The schools are under the control of religious organizations. The curriculum is rigid-one would not dare expect otherwise from their creator–and in the mold of traditional religious schools (“les écoles congréganistes” of our youth), catechism plays a central role. Evangelical ideologues in America have given a bad name to faith-based altruism, but considering that Haïti has the dubious distinction of forming me-first citizens who turn a blind eye to the glaring lack of meticulous urban planning and infrastructure building but keep a keen focus on myriad ways to pilfer public funds, a person whose stated goal is to form upright and outstanding citizens can’t be but an upright and outstanding person himself. One can imagine that he likes the reflection he sees in the mirror…
The cost of educating a child for one year is a paltry sum of $600 a year. The foundation relies on voluntary contributions for its philanthropic activities and so far the overwhelming majority of sponsors is made up of foreigners. However any interested party can contribute. The address is: P.O. Box 405, Hershey, PA, 17033.

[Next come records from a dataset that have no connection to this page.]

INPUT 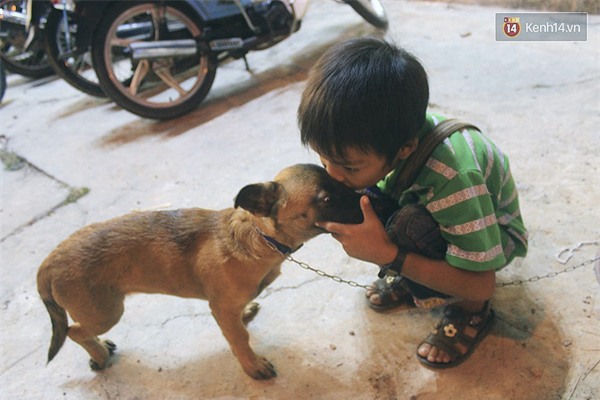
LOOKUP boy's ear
[234,182,283,217]
[396,137,419,160]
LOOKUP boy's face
[317,147,398,190]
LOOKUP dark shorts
[385,204,450,299]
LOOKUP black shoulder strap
[394,118,479,198]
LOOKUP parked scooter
[81,0,388,119]
[0,0,54,79]
[40,0,105,97]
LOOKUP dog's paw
[90,358,106,372]
[242,302,260,324]
[102,340,117,357]
[246,357,277,380]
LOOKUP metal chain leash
[286,255,600,290]
[286,255,371,290]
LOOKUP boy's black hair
[298,38,429,163]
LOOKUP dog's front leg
[209,300,277,379]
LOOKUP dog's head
[235,164,363,240]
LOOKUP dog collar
[256,228,302,256]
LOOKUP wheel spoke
[154,67,187,97]
[129,60,150,96]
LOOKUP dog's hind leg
[209,301,277,379]
[68,293,124,371]
[69,323,117,371]
[242,301,260,325]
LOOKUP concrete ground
[0,0,600,400]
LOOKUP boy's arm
[317,196,495,301]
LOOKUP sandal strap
[424,301,493,359]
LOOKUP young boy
[298,38,527,368]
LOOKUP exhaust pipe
[128,38,248,61]
[128,39,198,61]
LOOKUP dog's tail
[38,270,69,362]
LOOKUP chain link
[286,255,600,290]
[496,257,600,287]
[286,255,372,290]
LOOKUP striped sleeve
[426,170,507,271]
[400,125,527,271]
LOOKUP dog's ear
[235,182,283,217]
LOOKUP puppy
[37,164,363,379]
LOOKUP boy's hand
[316,196,398,265]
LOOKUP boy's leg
[367,205,494,368]
[367,204,450,309]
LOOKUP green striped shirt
[378,115,527,271]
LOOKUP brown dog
[37,164,362,379]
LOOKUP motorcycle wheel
[92,2,217,119]
[44,9,106,97]
[345,0,389,31]
[0,0,54,79]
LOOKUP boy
[298,38,527,368]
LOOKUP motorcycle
[0,0,54,79]
[39,0,105,97]
[75,0,388,119]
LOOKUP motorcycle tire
[0,0,54,79]
[92,1,217,119]
[345,0,389,31]
[44,9,106,97]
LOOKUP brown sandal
[417,301,495,369]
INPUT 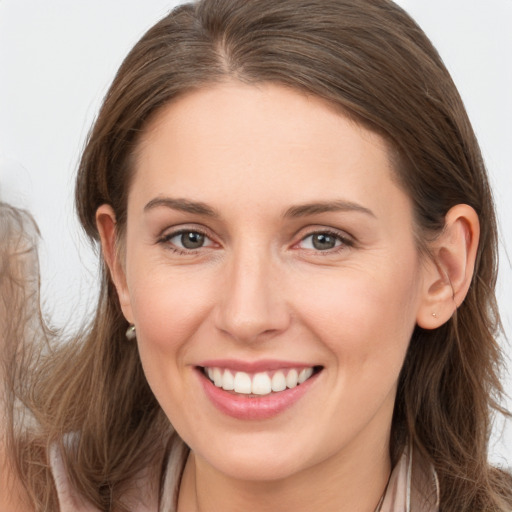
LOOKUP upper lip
[197,359,318,373]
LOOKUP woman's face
[110,82,425,480]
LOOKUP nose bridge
[218,243,288,342]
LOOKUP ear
[96,204,133,323]
[416,204,480,329]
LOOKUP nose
[216,250,291,343]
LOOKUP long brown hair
[5,0,512,512]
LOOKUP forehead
[133,82,410,221]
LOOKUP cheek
[128,265,216,386]
[297,261,419,371]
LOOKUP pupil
[181,231,204,249]
[313,233,336,251]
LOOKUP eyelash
[157,228,354,256]
[157,228,212,256]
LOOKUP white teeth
[252,373,272,395]
[213,368,222,388]
[299,368,313,384]
[222,370,235,391]
[286,369,299,388]
[205,367,313,396]
[234,372,252,395]
[272,370,286,393]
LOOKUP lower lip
[198,370,318,420]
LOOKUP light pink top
[50,443,439,512]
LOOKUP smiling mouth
[200,366,322,397]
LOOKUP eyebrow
[144,197,375,218]
[284,199,375,218]
[144,197,219,218]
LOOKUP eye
[299,231,350,251]
[160,230,213,251]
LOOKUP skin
[97,82,478,512]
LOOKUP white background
[0,0,512,466]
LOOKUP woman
[1,0,512,512]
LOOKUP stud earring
[126,324,137,341]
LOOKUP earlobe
[417,204,480,329]
[96,204,133,323]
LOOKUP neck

As for his legacy, “I want it to be a living legacy, that of leaving a piece of myself in everyone I encounter in my journey.” But just as importantly for his life’s frontispiece he would say, “I always look for opportunities, not security. I look also for big problems because they often disguise opportunities.”
As for my personal take on the man, anybody involved in forming minds for the benefit of society is a hero because it is the single most important investment in one’s life. A mind is too important to go to waste.


Mortel and wife in front of the Mortel Society banner at the podium.